10. Il suit de là que les conclusions tendant à l'annulation des décisions par lesquelles la candidature de M. E n'a pas été retenue à la promotion au grade de professeur agrégé de classe exceptionnelle au titre des années 2017 à 2020 ne peuvent qu'être rejetées.
En ce qui concerne l'instance n° 2202176 :
11. Aux termes de l'article R. 421-1 du code de justice administrative : " La juridiction ne peut être saisie que par voie de recours formé contre une décision, et ce, dans les deux mois à partir de la notification ou de la publication de la décision attaquée. / Lorsque la requête tend au paiement d'une somme d'argent, elle n'est recevable qu'après l'intervention de la décision prise par l'administration sur une demande préalablement formée devant elle. / () ".

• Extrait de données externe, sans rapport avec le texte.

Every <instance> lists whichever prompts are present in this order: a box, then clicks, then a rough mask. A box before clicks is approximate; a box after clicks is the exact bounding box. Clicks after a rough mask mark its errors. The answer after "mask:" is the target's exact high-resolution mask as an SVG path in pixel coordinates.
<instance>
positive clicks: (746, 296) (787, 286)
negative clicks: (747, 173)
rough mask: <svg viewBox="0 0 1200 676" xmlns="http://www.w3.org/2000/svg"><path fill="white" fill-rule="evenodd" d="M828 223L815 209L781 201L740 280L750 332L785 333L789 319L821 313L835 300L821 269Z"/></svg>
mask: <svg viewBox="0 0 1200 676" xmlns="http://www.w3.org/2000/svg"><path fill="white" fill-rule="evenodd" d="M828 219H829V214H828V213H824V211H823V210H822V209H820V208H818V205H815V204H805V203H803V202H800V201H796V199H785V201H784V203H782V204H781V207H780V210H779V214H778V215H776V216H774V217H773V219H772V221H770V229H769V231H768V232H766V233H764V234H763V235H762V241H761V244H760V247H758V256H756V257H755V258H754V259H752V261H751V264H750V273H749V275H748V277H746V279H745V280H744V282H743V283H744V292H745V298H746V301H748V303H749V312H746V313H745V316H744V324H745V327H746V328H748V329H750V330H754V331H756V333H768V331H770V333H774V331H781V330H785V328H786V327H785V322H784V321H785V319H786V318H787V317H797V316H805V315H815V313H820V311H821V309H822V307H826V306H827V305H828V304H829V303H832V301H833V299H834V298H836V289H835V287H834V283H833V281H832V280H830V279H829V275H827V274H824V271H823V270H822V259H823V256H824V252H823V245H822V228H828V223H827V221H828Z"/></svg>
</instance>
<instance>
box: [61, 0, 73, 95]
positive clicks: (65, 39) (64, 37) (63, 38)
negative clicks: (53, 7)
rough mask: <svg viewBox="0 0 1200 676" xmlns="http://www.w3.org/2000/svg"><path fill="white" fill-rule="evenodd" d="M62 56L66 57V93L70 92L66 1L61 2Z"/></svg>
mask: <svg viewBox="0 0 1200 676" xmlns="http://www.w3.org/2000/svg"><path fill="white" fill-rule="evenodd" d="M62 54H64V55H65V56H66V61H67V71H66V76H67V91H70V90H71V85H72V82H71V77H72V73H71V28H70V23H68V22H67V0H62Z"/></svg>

12. Dès lors que M. E demande au tribunal, dans le dernier état de ses écritures, d'annuler la seule décision du 15 juin 2022 par laquelle la rectrice de l'académie de Lille a rejeté sa demande, présentée dans son courrier du 17 avril 2022, tendant à l'octroi de la protection fonctionnelle au titre des agissements de harcèlement moral dont il a été victime, cette dernière ne peut utilement faire valoir, en défense, que les conclusions tendant à l'annulation de la décision implicite de rejet de la demande de protection fonctionnelle que le requérant indique avoir présentée par son courrier du 13 novembre 2019 sont irrecevables. Les fins de non-recevoir opposées à ce titre ne peuvent donc qu'être écartées.
13. En revanche, il est constant que M. E n'a précédé ses conclusions indemnitaires d'aucune demande préalable indemnitaire adressée à l'administration, de sorte que la rectrice de l'académie de Lille est fondée à faire valoir que ces conclusions, qui ne sont en outre pas chiffrées, sont irrecevables. Ces conclusions doivent, pour ce motif, être rejetées.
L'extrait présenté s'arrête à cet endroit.